The executives said growth in new retail banking business likely would be down due to the scandal. But they added that efforts by some states to penalize the bank by suspending parts of their business weren’t having much effect.
The call was led by CEO John Stumpf, who along President and Chief Operating Officer Timothy Sloan admitted the bank still faces significant challenges:
“To say the last month has been difficult is an understatement,” Mr. Sloan said on the Monday call. “It’s going to be harder for a while, and we get that.”
The news wasn’t all doom and gloom, however. Wells Fargo is still opening more accounts than they’re closing, noted Sloan, and although checking account growth has slowed recently, it’s still seeing positive growth. The company also said that while “some legal set asides” will be necessary to address the account-opening scandal, that municipalities canceling business isn’t “really amounting to much in terms of dollars yet.”
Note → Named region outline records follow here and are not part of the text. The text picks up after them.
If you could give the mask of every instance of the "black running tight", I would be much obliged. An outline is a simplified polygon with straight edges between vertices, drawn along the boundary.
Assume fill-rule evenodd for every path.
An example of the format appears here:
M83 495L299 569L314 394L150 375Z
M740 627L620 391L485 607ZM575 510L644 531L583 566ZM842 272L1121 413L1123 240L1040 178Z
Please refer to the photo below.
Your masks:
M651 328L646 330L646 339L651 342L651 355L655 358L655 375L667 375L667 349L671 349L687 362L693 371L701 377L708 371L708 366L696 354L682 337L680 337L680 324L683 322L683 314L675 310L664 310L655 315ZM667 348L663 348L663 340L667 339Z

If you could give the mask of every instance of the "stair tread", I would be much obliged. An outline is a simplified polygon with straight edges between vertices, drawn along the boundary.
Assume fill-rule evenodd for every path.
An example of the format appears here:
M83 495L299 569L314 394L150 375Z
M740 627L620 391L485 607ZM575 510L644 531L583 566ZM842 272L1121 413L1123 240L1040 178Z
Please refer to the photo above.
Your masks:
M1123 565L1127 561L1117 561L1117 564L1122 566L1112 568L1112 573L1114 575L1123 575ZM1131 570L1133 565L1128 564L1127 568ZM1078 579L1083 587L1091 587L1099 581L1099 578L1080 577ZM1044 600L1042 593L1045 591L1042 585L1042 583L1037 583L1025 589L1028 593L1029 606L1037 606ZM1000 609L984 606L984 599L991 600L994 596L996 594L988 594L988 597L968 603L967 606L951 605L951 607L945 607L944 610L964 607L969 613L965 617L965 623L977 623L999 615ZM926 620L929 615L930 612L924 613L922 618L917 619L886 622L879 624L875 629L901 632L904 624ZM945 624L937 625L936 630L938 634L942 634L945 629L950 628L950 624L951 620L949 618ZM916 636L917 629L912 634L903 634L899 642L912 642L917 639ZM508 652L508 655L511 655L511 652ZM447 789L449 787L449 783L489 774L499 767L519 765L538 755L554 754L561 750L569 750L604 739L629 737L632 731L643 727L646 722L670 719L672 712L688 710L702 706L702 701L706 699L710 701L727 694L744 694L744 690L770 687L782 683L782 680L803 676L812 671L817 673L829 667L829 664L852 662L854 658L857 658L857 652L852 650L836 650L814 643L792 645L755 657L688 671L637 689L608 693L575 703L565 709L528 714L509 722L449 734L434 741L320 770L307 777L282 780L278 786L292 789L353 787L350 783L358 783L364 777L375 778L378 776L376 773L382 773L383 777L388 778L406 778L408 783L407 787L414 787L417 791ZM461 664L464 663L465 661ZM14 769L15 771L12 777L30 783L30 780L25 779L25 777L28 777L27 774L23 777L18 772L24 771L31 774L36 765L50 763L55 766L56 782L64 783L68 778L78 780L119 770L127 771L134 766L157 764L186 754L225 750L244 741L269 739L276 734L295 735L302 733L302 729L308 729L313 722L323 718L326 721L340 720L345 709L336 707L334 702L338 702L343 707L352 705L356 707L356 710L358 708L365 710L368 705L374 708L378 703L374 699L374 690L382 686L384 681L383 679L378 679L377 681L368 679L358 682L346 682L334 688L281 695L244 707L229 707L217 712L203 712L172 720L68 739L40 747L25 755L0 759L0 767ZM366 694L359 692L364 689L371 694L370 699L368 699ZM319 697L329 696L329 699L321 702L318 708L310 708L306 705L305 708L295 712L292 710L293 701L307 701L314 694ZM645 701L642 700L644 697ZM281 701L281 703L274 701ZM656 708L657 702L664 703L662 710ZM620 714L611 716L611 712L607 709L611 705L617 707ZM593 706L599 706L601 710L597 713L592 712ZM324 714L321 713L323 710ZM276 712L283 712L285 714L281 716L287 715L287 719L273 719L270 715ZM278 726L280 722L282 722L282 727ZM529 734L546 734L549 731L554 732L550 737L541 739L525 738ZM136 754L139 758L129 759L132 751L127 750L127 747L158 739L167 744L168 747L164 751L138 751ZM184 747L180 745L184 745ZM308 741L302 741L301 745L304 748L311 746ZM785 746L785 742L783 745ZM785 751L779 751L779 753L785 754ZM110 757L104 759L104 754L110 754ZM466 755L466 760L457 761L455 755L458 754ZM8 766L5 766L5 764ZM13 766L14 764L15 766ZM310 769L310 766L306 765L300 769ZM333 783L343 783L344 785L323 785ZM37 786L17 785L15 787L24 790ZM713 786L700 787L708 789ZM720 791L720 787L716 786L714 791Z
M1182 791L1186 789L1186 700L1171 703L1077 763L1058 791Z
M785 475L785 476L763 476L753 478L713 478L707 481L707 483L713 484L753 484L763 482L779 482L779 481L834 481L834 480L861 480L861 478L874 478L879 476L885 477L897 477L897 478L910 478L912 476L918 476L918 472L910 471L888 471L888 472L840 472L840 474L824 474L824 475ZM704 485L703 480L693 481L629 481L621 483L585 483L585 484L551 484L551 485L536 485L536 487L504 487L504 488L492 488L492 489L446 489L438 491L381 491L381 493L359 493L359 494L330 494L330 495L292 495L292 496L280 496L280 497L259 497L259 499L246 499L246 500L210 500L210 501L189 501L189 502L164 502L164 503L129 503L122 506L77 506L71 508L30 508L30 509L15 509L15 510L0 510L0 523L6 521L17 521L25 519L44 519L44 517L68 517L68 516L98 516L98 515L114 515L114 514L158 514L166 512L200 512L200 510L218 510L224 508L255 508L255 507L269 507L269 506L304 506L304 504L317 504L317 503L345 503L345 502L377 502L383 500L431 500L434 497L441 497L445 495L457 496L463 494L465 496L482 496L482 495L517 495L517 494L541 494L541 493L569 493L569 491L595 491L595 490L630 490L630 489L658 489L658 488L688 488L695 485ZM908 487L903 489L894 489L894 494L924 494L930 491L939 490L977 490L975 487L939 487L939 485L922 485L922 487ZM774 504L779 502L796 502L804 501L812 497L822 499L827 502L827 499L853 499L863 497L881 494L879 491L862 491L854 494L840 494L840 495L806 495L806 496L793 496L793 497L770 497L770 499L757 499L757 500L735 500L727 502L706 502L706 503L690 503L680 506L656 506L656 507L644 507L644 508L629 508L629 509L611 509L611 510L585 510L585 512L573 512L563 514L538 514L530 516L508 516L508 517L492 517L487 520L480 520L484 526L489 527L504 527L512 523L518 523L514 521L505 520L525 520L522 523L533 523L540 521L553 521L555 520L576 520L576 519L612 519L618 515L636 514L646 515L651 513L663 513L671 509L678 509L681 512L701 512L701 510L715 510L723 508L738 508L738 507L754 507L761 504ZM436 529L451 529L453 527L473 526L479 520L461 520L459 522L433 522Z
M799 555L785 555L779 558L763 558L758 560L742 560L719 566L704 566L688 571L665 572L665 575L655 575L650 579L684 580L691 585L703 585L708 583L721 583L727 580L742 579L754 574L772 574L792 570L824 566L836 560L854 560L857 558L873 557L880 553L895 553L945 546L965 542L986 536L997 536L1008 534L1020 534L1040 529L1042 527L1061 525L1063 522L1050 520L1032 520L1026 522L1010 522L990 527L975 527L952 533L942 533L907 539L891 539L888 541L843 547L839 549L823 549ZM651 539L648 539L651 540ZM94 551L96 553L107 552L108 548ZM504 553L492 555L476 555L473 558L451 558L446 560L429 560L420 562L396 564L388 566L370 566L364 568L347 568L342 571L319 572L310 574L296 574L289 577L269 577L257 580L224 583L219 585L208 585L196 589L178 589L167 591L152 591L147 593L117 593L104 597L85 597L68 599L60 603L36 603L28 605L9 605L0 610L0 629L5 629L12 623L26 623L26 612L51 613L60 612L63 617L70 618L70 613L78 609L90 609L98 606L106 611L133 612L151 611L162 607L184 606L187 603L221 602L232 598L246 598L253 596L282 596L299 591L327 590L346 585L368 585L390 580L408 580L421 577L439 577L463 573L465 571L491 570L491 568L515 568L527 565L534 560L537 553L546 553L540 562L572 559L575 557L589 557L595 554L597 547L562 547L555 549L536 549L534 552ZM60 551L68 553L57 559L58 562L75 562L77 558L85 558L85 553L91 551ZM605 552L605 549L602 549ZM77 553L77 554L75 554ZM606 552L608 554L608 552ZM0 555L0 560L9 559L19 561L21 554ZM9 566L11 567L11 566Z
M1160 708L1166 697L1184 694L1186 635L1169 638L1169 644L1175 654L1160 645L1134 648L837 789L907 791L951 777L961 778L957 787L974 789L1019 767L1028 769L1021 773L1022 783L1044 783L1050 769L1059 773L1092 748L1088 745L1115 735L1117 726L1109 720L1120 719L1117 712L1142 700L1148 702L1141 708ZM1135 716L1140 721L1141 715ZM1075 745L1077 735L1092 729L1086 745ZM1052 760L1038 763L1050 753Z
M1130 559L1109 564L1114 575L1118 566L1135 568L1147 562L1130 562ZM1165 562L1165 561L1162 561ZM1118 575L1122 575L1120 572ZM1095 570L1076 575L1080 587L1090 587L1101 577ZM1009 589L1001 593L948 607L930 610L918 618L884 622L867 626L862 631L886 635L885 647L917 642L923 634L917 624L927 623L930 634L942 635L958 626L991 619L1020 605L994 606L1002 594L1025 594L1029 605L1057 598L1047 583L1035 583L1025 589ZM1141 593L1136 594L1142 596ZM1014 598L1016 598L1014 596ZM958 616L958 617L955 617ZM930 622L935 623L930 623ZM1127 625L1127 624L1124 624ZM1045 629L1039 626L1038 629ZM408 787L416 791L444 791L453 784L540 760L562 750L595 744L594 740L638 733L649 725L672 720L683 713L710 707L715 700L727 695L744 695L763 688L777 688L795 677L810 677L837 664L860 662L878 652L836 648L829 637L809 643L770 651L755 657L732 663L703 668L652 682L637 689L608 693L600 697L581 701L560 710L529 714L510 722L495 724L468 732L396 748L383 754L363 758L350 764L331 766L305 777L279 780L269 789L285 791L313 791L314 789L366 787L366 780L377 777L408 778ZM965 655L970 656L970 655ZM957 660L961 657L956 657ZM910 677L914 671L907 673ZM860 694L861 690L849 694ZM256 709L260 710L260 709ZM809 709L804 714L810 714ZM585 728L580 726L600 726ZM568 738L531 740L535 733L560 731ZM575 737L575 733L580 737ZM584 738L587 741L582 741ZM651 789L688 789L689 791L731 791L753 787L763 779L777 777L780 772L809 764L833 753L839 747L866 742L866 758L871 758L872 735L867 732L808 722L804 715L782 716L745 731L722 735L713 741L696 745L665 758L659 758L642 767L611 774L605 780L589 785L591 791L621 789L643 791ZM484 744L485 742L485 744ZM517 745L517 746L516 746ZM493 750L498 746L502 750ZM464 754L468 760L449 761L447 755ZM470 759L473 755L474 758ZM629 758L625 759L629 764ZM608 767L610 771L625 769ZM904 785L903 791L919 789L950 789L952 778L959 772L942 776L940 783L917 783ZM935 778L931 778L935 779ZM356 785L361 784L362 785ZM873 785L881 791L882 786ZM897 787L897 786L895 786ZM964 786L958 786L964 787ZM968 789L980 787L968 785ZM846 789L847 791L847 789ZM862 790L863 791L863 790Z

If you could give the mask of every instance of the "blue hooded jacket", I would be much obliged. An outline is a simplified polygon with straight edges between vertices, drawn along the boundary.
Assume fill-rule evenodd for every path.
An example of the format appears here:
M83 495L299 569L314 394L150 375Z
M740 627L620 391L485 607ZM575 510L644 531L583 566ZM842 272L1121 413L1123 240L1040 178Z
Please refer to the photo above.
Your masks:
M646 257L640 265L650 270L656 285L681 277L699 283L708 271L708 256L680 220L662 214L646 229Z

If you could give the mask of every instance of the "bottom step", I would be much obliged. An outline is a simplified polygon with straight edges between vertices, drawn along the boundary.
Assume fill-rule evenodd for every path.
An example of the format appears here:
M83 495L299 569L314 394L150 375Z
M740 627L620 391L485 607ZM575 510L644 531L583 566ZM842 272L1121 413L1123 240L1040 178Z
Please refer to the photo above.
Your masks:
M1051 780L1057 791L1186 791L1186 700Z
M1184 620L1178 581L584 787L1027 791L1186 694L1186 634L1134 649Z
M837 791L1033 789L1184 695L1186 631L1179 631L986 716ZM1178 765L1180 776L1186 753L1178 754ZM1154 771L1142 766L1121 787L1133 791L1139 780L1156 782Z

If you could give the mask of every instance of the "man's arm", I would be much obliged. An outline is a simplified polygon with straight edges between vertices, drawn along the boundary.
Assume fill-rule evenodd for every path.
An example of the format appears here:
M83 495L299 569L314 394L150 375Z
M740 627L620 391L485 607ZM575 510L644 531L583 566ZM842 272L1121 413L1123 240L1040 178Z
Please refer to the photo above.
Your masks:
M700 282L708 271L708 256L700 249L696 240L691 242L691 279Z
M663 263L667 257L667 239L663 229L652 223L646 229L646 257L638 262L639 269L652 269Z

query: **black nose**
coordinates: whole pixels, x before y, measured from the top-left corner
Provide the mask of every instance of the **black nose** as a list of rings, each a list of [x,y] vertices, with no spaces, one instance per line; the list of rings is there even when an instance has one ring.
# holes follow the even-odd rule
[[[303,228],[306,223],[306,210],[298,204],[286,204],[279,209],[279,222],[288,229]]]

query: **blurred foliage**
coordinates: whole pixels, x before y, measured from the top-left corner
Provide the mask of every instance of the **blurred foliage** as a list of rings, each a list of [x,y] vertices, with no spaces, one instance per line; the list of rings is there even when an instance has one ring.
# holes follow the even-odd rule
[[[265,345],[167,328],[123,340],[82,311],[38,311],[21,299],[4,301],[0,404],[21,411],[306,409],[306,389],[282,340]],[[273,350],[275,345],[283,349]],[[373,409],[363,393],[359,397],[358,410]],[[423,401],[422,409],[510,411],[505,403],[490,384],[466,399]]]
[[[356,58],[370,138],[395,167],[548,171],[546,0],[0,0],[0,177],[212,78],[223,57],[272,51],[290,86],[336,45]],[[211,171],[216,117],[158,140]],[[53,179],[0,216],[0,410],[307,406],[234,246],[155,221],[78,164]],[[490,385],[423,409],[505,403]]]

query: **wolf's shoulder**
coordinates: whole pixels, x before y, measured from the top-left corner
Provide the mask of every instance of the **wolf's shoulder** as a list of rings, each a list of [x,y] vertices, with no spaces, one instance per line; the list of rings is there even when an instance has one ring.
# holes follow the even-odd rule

But the CFO said the bank likely wouldn’t say this publicly: “We probably won’t broadcast that because it might incentivize people to do more, to make it tougher on Wells Fargo, but the storyline is worse than the economics at this point.”
In terms of restoring its reputation, the company said during the call that it was improving its oversight methods, implementing clearer chains of command, and boosting its customer outreach.
More details about the scandal’s effects on WFC’s business — and its turnaround plans — will likely be revealed on Friday, when the company delivers its third quarter earnings report before the opening bell.
Wells Fargo shares fell $0.14 (-0.30%) to $45.51 in Tuesday morning trading. Year-to-date, WFC has plunged 16.13%, versus a 4.94% rise in the benchmark S&P 500 during the same period.